Le
dimanche 13 août 1961 un jeune homme belge nommé Jason Butternut se
trouvait en vacances chez son correspondant anglais dans l'île de
Jersey. Tous deux étaient alors âgé de 18 ans.
Le
hasard permit ce jour-là à Jason d'accomplir un de ses rêves de gosses
et de se découvrir une vocation pour plus tard. En effet on était rendu à
la date, annuelle et rituelle, du critérium cycliste de Saint-Helier.
Cette
épreuve sportive consiste en un circuit en boucle de 13 kilomètres
autour de la ville portuaire que les coureurs doivent accomplir treize
fois.
Parmi
les participants à cette course il y avait Rik Van Looy, un champion
cycliste populaire pour lequel Jason avait une adoration certaine. Il
allait enfin le voir courir "en vrai".
Le
correspondant de Jason s'appelait Justin Podium mais cela n’a pas
d'importance dans notre récit.

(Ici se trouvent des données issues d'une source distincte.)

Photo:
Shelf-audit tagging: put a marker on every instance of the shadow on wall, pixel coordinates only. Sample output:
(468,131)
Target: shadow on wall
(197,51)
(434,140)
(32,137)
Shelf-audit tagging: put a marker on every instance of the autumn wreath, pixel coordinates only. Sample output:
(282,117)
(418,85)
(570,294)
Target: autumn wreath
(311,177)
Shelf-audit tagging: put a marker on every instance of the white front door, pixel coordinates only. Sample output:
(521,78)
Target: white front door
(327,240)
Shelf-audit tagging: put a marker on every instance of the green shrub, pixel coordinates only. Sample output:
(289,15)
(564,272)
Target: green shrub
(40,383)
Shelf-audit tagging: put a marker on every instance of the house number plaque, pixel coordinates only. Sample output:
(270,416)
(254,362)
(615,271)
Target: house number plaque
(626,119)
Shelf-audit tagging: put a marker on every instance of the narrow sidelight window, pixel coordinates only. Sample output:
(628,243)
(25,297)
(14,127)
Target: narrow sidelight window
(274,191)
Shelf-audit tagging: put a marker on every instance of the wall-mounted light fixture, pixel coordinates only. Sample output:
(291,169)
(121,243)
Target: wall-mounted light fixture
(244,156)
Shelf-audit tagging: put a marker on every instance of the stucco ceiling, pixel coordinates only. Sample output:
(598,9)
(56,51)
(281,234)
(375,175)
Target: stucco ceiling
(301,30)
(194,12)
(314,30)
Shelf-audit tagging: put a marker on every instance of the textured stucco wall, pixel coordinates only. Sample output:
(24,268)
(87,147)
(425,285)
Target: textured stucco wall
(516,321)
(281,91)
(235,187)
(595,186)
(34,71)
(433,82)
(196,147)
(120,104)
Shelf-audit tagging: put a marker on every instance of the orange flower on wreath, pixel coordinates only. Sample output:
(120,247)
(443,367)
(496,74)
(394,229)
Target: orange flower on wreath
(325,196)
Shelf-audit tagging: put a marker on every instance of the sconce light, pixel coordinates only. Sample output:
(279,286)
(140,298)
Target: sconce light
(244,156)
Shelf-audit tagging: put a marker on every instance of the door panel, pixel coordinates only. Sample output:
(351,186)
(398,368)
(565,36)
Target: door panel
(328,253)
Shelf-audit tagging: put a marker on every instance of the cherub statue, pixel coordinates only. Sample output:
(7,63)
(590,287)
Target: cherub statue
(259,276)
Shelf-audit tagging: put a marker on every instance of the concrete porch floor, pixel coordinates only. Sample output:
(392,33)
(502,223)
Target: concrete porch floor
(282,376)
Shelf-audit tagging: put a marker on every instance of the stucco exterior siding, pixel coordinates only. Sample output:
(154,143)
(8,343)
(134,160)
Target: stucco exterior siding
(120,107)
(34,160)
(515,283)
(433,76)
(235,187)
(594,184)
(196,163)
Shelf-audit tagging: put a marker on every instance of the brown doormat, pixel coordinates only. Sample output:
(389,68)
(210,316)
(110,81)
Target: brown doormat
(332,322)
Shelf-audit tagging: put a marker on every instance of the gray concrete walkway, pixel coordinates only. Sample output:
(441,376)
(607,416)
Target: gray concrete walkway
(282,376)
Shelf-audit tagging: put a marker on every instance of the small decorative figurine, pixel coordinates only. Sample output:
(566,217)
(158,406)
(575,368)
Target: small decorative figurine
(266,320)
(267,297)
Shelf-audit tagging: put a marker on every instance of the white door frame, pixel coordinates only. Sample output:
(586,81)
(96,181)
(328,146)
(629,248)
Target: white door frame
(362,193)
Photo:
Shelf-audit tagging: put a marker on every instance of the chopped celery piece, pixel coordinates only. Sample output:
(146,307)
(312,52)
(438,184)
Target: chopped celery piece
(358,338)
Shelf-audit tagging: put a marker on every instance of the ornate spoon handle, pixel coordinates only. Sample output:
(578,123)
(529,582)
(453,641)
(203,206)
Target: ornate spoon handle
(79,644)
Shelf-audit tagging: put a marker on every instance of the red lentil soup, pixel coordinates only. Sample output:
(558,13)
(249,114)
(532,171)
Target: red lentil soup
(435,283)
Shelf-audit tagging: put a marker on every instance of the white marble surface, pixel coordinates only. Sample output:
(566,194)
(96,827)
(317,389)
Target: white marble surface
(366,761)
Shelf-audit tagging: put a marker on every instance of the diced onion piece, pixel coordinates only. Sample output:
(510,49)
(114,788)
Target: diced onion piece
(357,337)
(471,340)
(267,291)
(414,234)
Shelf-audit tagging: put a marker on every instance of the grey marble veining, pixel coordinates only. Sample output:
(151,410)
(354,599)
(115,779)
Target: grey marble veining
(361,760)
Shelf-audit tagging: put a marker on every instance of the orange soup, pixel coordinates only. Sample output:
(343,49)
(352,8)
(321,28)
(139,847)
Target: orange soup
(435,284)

Greg Lestrade eût pu convenir aussi.
Justin et Jason avaient pris place sur le trottoir parmi d’autre
amateurs de vélo afin de voir passer le peloton et d'encourager les rois
de la petite reine. Jason n'avait d’yeux que pour Rik Van Looy et
Justin, quant à lui, en véritable looser, il encourageait l'équipe locale,
les Jersey black devils, dont le maillot était de couleur noire.
Dès
le premier tour il y eut une échappée. L'espagnol Federico Bahamontes,
cherchant la montagne – il ne la trouverait jamais, Jersey étant une île
relativement plate par rapport aux Pyrénées -, avait pris quelques 200
mètres d'avance au peloton.
Au
deuxième passage Justin remarqua l'absence, dans le peloton ou à
l’arrière de celui-ci, du coureur Wargrave, le capitaine des Blacks
devils. Peut-être avait-il été victime d'une crevaison et été distancé ?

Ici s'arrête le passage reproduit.